6.18 on bare metal seems to work. (see earlier remarks on cachyos)

b90g avatar Dec 07 '25 11:12 b90g

It will be most effective if you build directly from Linux git clone, skipping qubes builder... You'll need either a trusted VM, or building it in dom0. The former is more correct approach, the latter is slightly easier. Generally, the approach would be:

  1. git clone https://git.kernel.org/pub/scm/linux/kernel/git/torvalds/linux.git (it will take a few GB of space)
  2. git verify-tag v6.16 (you'll need to import keys first - you have them in builderv2/artifacts/sources/linux-kernel/*.asc already)
  3. Take kernel config from /boot/config-* and copy to .config in kernel sources.
  4. git bisect start v6.16 v6.15.11

And then test the version you get this way, after which you select git bisect good or git bisect bad to report the result and get new version to test.
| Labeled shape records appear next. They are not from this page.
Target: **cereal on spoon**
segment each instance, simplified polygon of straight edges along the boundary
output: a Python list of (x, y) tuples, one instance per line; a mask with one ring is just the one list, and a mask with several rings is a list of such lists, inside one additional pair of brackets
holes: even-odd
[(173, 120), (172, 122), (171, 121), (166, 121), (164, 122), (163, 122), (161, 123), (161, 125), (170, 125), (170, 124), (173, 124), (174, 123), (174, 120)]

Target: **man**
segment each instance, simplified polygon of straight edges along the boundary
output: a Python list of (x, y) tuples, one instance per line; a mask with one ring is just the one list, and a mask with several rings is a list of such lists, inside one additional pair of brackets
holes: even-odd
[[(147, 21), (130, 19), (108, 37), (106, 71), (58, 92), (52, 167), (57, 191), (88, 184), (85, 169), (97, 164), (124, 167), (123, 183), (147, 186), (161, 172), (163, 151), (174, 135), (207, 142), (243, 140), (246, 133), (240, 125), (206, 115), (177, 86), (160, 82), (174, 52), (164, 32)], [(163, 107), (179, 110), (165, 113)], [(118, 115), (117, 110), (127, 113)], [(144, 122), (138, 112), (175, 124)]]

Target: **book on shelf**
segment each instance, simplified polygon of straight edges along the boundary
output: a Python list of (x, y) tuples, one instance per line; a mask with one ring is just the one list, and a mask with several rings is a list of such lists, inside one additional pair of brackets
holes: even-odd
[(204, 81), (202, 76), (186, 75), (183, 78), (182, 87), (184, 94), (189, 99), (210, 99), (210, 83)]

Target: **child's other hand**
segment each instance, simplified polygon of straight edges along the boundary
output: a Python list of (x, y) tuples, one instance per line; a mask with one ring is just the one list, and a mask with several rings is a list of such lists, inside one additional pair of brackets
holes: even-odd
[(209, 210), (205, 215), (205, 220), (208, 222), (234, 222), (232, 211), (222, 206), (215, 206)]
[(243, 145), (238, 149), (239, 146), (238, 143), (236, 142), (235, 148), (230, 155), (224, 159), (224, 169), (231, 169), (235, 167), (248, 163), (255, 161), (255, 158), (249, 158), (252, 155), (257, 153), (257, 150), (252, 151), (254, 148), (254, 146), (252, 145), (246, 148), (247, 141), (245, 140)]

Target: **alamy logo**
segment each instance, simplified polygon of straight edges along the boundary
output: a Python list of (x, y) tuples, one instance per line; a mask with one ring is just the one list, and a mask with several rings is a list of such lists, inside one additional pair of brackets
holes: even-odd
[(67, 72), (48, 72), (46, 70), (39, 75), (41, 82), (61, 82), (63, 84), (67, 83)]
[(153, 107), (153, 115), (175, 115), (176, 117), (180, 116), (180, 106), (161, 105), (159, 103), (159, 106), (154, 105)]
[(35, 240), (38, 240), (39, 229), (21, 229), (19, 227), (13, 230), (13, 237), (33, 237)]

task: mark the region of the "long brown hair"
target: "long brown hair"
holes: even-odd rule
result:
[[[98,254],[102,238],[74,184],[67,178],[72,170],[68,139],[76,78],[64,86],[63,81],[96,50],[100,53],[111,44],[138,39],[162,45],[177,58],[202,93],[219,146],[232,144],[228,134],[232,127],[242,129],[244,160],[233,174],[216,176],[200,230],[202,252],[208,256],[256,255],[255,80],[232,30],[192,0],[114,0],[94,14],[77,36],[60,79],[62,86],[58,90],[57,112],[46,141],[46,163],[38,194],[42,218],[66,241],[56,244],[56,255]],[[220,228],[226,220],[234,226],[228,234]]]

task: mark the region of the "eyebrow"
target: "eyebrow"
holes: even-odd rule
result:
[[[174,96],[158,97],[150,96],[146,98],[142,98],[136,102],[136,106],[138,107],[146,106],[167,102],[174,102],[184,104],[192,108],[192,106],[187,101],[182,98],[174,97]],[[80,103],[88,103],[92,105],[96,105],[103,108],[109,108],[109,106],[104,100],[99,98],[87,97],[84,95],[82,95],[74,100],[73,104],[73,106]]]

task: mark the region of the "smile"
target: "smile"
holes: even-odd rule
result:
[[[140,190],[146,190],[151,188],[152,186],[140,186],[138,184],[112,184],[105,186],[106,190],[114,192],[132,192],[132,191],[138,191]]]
The build itself would be something like this (make a short script, it will be easier this way):

set -xe
make olddefconfig
make -j$(nproc) WERROR=0
make modules_install install

The above would work in dom0. If building in VM, replace the last line with:

rm -rf out
mkdir -p out
make INSTALL_MOD_PATH=$PWD/out INSTALL_PATH=$PWD/out INSTALLKERNEL=/bin/true modules_install install

And then copy out dir to dom0 to appropriate places (/lib/modules and /boot according as in the out dir), and then call dracut -f --kver $NEW_KERNEL_VERSION && grub2-mkconfig -o /boot/grub2/grub.cfg (where $NEW_KERNEL_VERSION is the version as in the out/lib/modules/ dir name).

Note you'll need to manually remove old (test) kernels after this whole operation...

marmarek avatar Dec 07 '25 13:12 marmarek

At each iteration, make sure you boot the kernel you just built, not just the newest one - might be easier if you remove the one from previous attempt from /boot before copying new one in.

marmarek avatar Dec 07 '25 13:12 marmarek

ah thank you. that makes thinks easier, i will try that soon, this weekend i did 2 iterations of bad, each took me several hours :)

note/edit for future generations: use the config file from dom0.... its much faster than the whole kernel for a generic domU... now compile runs take 20 minutes or so not 2 hrs....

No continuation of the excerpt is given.